How do you get your work published on well-known sites?
It’s a question nearly every newbie freelancer has. And, trust me, I get it. I spent my early days as a freelancer writing about storage units and assisted living facilities, wondering how those other people managed to pull off such impressive bylines. What was I doing wrong?
I actually wasn’t doing anything wrong in those early days, per se. But, I wasn’t doing much right, either. I was so focused on taking on any client in the interest of growing my business, that I wasn’t necessarily setting myself up for success—I was making it that much tougher to achieve the things I really wanted.
Needless to say, I’ve learned a few things since then and have since managed to score bylines with outlets I had previously assumed were mere pipe dreams. So, how exactly did I do it? Well, let’s get to the good stuff, shall we?
Before we dive into those nitty gritty details you’re so eager to get your paws on, I want to preface this with a bit of a disclaimer, if you will.
Often, I receive emails from freelancers wanting to know how to get published on major sites—which is, as I mentioned, totally understandable (we all want to knock our careers out of the park, don’t we?). But, there’s only one problem: More often than not, these freelancers don’t have a single published piece of work to their name.
Now, I don’t mean to ever, ever, ever be discouraging. However, I do feel the need to inject a little bit of realism here. So, consider this your dose of reality:
Your very first byline likely won’t be with a major publication. As a writer (or as anything, really), you need to walk before you can run.Your first byline likely won't be with a major outlet. You need to walk before you run. Click To Tweet
If you’re heading into this thinking you’re going to kickoff your freelance career with those big, glossy bylines you always dreamed of, it’s time to come back to earth for a minute. Those brag-worthy bylines can definitely happen—it’s just going to take some time, elbow grease, and patience first.

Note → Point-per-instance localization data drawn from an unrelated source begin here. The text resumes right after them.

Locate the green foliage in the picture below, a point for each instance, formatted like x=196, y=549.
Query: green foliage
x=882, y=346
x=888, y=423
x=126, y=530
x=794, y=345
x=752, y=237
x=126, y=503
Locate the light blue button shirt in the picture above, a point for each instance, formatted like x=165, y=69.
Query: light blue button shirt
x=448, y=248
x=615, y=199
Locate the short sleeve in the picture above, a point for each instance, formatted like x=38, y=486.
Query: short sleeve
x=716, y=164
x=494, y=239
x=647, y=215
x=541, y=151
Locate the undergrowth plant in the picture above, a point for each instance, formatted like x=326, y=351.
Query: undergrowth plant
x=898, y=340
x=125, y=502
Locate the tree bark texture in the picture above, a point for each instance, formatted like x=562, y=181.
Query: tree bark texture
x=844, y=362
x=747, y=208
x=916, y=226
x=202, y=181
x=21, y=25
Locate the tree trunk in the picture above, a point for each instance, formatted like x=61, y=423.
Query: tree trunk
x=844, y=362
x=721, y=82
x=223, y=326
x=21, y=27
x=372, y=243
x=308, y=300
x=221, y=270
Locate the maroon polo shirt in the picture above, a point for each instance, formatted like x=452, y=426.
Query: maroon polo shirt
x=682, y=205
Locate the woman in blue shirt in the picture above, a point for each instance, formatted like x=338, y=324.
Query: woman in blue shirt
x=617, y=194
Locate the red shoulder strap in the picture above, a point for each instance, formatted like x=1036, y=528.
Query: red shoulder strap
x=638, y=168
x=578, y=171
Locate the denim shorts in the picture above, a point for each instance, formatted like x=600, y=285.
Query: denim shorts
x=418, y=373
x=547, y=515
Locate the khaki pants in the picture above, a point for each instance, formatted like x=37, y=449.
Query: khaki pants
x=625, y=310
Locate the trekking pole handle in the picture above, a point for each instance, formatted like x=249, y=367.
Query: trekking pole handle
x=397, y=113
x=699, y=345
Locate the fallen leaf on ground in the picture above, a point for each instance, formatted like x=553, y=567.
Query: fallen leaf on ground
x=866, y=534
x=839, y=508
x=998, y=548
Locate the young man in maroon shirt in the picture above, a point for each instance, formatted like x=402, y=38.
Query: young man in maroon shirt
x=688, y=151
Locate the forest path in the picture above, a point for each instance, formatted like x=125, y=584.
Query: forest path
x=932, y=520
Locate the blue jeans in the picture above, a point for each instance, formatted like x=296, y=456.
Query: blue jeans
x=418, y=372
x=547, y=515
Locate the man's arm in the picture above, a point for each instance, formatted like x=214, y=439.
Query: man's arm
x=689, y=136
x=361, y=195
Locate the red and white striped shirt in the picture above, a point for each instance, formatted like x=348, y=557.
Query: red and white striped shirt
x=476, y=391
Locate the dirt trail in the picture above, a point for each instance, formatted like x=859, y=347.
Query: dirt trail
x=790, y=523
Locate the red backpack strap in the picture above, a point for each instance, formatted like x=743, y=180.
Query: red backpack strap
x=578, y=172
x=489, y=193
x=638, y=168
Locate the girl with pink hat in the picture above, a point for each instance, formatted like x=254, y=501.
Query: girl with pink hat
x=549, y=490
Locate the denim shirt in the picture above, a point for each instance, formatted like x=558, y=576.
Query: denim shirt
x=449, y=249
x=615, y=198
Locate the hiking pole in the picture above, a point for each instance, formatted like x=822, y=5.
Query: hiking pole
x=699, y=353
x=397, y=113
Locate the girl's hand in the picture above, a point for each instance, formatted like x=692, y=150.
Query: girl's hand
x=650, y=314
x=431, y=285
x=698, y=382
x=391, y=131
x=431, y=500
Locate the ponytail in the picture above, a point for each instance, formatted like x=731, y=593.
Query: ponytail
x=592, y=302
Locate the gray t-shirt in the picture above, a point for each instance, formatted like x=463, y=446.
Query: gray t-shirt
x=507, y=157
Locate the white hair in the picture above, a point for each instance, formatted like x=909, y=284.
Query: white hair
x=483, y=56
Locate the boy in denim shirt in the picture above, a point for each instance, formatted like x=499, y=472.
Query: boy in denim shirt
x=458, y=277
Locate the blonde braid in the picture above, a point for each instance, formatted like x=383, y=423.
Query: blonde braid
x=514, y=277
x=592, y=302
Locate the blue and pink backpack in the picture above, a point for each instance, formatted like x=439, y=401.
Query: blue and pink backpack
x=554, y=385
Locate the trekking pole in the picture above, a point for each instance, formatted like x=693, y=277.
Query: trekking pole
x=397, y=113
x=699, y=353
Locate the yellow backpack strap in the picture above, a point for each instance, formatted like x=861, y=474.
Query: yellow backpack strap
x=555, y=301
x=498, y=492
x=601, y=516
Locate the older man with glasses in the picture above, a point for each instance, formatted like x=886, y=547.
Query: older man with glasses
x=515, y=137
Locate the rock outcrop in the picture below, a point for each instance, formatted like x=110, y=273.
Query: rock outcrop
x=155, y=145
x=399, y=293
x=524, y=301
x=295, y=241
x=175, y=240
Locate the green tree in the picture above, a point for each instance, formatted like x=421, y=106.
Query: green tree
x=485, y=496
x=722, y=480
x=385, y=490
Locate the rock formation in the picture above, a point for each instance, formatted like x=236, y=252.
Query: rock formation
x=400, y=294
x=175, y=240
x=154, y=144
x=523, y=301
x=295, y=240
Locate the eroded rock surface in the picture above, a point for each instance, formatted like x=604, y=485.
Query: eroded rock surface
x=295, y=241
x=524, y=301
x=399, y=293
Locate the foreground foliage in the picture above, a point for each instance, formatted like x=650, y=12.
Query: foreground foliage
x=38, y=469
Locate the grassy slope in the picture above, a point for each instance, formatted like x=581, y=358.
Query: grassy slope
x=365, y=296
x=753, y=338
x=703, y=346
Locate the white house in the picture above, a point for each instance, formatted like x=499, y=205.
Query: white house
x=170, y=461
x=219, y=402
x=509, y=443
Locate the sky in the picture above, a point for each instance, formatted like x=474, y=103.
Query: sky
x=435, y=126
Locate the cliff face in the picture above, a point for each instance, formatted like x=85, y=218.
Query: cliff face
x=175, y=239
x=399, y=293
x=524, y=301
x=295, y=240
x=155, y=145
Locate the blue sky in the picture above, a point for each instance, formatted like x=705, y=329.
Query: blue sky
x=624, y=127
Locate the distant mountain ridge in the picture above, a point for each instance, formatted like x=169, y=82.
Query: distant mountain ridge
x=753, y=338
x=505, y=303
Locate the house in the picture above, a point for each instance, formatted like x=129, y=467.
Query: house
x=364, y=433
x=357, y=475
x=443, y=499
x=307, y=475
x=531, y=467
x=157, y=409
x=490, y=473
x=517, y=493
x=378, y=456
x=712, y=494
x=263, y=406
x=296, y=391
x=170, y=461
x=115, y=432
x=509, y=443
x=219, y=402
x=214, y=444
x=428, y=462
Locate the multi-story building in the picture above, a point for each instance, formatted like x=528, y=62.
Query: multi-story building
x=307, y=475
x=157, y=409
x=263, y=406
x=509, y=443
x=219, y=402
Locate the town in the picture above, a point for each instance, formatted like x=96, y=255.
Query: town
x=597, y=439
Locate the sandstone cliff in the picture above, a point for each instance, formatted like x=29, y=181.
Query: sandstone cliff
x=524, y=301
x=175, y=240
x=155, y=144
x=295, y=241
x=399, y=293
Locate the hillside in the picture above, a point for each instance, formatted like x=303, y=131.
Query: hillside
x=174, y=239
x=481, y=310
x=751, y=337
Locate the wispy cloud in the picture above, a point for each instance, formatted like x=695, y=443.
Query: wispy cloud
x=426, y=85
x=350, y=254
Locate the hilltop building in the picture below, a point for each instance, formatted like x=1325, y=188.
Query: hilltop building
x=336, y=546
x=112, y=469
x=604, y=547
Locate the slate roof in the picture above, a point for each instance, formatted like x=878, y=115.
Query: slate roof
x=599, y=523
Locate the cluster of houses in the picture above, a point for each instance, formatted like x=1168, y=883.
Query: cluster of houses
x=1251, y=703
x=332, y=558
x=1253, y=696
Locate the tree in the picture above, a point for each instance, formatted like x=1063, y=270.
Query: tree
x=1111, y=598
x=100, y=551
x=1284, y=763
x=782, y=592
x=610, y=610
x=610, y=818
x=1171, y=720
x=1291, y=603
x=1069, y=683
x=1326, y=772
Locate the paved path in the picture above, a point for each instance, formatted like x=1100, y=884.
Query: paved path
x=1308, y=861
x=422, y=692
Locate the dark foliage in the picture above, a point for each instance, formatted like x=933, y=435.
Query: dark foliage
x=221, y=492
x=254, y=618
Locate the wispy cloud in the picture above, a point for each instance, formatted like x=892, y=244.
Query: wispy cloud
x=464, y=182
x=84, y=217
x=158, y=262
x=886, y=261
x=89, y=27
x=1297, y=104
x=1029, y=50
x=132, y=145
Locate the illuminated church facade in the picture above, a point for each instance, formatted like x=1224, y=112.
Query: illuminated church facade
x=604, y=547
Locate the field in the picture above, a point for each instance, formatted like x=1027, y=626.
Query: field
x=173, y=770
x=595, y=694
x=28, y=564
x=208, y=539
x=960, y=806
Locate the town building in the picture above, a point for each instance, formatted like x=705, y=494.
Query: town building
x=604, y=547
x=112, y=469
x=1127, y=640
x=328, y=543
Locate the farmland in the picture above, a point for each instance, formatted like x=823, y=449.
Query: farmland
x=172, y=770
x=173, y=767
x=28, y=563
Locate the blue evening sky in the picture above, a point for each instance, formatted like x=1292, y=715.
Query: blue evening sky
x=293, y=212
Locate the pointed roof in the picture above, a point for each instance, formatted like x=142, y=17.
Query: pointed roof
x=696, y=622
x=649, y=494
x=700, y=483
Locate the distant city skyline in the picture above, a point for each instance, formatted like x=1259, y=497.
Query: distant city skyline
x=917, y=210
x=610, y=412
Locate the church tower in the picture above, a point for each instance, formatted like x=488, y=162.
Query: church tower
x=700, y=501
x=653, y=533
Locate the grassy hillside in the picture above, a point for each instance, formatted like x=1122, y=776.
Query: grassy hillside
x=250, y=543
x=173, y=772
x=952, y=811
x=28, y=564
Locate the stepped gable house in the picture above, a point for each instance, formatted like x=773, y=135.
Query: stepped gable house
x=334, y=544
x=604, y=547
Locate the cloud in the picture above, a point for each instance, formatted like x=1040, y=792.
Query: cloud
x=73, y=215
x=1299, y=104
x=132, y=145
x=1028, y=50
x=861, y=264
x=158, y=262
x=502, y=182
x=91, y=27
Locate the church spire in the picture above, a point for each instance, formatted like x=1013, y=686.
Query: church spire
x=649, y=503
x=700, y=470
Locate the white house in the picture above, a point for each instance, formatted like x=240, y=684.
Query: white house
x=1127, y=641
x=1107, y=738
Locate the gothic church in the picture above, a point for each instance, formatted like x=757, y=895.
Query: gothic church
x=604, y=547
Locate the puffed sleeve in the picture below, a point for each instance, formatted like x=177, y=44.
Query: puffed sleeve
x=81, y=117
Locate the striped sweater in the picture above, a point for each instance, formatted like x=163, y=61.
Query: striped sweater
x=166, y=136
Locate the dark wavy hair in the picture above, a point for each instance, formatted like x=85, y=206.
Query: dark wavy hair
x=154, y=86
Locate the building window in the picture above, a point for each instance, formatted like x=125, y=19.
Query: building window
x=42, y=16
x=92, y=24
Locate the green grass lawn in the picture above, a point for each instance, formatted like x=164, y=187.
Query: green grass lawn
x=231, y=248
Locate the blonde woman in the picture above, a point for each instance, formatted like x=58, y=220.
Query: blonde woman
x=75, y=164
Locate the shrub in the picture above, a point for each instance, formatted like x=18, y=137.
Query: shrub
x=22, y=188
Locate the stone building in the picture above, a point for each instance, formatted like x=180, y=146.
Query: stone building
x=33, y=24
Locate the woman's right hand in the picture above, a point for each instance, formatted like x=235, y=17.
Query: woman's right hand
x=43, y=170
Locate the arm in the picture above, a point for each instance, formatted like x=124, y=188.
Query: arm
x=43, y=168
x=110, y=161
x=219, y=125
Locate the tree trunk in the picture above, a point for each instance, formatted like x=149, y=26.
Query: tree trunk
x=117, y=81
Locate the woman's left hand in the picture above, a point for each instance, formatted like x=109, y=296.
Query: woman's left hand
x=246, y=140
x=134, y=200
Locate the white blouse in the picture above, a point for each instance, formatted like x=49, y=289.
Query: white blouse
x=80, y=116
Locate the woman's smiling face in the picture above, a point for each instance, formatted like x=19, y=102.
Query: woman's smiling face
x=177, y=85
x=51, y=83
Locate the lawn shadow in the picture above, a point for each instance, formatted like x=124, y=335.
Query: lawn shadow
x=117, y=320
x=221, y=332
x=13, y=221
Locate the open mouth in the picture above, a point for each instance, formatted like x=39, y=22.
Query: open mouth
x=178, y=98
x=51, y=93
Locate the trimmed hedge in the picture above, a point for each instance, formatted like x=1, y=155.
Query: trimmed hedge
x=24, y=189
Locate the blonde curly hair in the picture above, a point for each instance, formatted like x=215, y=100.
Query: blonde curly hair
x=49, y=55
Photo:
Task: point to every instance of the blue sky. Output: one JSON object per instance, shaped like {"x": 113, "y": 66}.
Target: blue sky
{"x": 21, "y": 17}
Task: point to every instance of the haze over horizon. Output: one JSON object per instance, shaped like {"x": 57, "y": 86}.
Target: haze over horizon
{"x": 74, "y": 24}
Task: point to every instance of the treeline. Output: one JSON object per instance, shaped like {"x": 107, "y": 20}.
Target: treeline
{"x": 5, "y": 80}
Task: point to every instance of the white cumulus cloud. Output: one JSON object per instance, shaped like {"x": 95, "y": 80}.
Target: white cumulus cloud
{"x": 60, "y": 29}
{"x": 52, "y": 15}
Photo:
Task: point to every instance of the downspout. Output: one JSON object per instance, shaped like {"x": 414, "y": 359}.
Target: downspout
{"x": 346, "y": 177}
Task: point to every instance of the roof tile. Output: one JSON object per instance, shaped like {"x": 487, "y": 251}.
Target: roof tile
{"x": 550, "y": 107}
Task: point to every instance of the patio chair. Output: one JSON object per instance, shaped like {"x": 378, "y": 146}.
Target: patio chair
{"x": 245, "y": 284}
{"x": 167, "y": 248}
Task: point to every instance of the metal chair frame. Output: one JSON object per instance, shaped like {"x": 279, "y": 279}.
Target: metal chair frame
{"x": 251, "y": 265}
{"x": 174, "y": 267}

Alright, so now that we have that reality check out of the way, let’s take a look at some of the strategies I used to score my bigger bylines.
I know I just mentioned this before, but I think it deserves some repetition. If you’ve set your sights on getting published with some larger outlets, you need to be prepared to start small.
Think about it this way: If you wanted to become a football player, you likely wouldn’t think to yourself, “Oh, good, I think I’ll join the NFL!”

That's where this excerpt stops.